Early Sunday morning on Pennsylvania Avenue, I commiserated briefly with a fatigued Capital Pride volunteer who half-jokingly wondered, ”Why do I do this to myself every year?” It’s a question I know well myself, and it’s why I consider Pride in much the same way I view writing — something that’s often less enjoyable in the doing than it is in the having done.
In short, it’s very hard work. But then the people begin to fill the streets and music pulses from the stage, and the work makes that somewhat magical transition into fun. Fun with a purpose, but still fun.
This issue is filled with photos and reminders of the 2011 Capital Pride Parade and Festival — and the website is almost overstuffed with additional photos as well as video coverage — so here I’ll just offer a few small observations of my own Pride experience.
— I remain amazed at the fervor inspired by the gaily rainbow-colored beads thrown from our Metro Weekly parade contingent and so many others.
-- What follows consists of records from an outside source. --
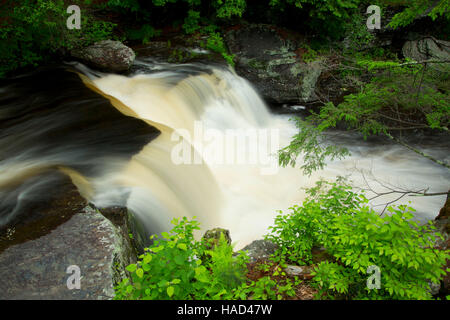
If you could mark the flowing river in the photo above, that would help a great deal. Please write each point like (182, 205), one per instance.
(215, 157)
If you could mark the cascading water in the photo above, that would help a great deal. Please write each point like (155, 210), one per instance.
(191, 105)
(237, 196)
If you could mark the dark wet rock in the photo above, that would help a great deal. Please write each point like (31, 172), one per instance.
(212, 237)
(260, 249)
(428, 48)
(271, 59)
(106, 55)
(178, 50)
(303, 272)
(36, 269)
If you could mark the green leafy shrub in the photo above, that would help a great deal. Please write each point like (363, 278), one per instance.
(215, 43)
(357, 237)
(177, 266)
I felt like I should have pointed out that the beads are not actually made from gold or precious gems, but I imagine the only response I would have gotten is, ”Oh my God, beads! Beads! More BEADS!!!!”
Of course, that crazy enthusiasm is one of the reasons I love the parade. Another reason is getting to march with my Metro Weekly staff, our Next Generation Award winners and our Coverboy of the Year. I want to give a quick but special thank you to BMW of Sterling, which for the past three years has made sure our special guests ride in the parade with style.
— Every year I meet new people at the festival, which is reason enough to keep coming back. But even better is getting to reconnect with people I’ve not seen in ages. Whether catching up on what we’ve missed or reminiscing about what we’ve done, it’s always like a giant family reunion. My only regret is that the pressure of the day, with thousands of people streaming by the booth, those meetings are sometimes too short.
— Working for Metro Weekly and being a member of a number of LGBT community groups, I know that Pride season is often a challenge because so many volunteers have so many commitments to multiple organizations and causes. Yet, every year, our community groups and LGBT-owned businesses are out in force. None of that would ever happen without volunteers who bring a serious passion to the community.
That goes for all the Capital Pride Parade and Festival volunteers as well. These giant events are not easy to pull off and never go exactly as planned, but everything worked, which is something they should be proud of.
— Finally, the most inspiring moment of the weekend for me was standing on the main stage looking out on the throngs of people filling Pennsylvania Avenue as we coordinated our cover shot for this week’s issue. So many of us ready, willing and able to come out to celebrate our community; so many of us making the most direct and simple statement of equality, that we’re here, we’re public, and we will not be pushed back into the closet.
That’s what I take away from a weekend of Pride. That and a hell of a lot of beads.